The Magician of Wall Street isn’t really a magician, or at least, not a stage magician. He’s a financial wizard. Or he was.

But there’s something singularly appropriate that a story about a man called “The Magician” begins with a tarot card reading, a reading where, when you look back at it after the story ends, every single thing in it has come true. But not in the way that the heroine thinks.

I found this chilling, how Abby is totally warned about what’s going to happen, and completely ignores the warnings because of her preconceived notions about Oliver (the Magician) who admittedly hurt her terribly, and Gil, her old friend and Oliver’s former business associate.

In spite of all the evidence that Gil was running a Ponzi scheme (a la Bernie Madoff) Abby refuses to believe that Gil might want to hurt her as part of his plans. Because she doesn’t trust Oliver not to control her the way her father did. And the way she knows her daddy still wants to.

Abby has some serious “Daddy issues”. And Oliver is definitely a LOT like her father. Which does make one wonder a whole lot about why she got so deeply involved with a man just like dear old dad.

But I digress.

The Magician of Wall Street had two different stories going on. The surface story was the suspense. The financial genius, Oliver, loses his investment firm because his associate, Gil was running a Ponzi scheme under his nose. Oliver missed the whole thing because he was too busy with Abby.

And Abby thought Oliver was too busy working to pay enough attention to her, so she left him, moved to the West Coast and went into partnership with her best friend in a New Age bookstore. From Abby’s perspective, Oliver may have lived with her and slept with her, but he didn’t love her. Oliver never let himself lose that much control. Oliver was all about taking control–of her. So Abby ran away.

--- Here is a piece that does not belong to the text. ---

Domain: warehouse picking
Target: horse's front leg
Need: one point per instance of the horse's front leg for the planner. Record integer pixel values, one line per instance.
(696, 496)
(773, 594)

And Gil, he manipulated the whole thing. Well, not the love. But he pointed them at each other and watched them dance. Then messed everything up by trying to kill them. Except these two people are already very, very messed up. Gil just added bullets and explosives.

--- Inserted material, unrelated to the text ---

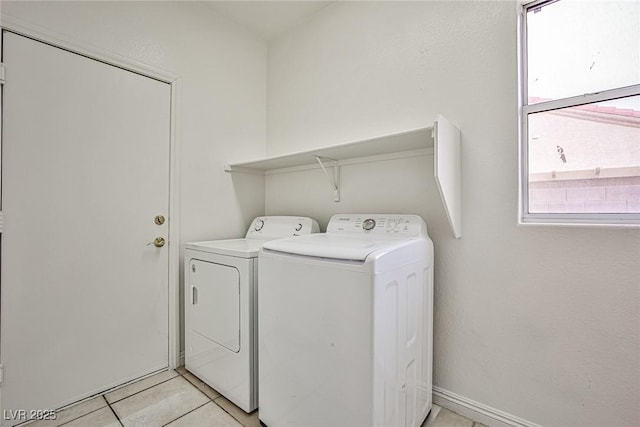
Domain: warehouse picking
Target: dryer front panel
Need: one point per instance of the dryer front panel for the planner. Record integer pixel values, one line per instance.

Abby’s daddy threw in money and a company. I’m not sure who was more destructive. This story has an absolutely fantastic beginning. The scene with the Tarot card reading really works.

But Abby keeps wimping out after that. Gil was right, she is easily manipulated. This was an okay story, but after that fantastic beginning, I’d hoped for better.

I give The Magician of Wall Street 3 Stars.


***FTC Disclaimer: Most books reviewed on this site have been provided free of charge by the publisher, author or publicist. Some books we have purchased with our own money and will be noted as such. Any links to places to purchase books are provided as a convenience, and do not serve as an endorsement by this blog. All reviews are the true and honest opinion of the blogger reviewing the book. The method of acquiring the book does not have a bearing on the content of the review.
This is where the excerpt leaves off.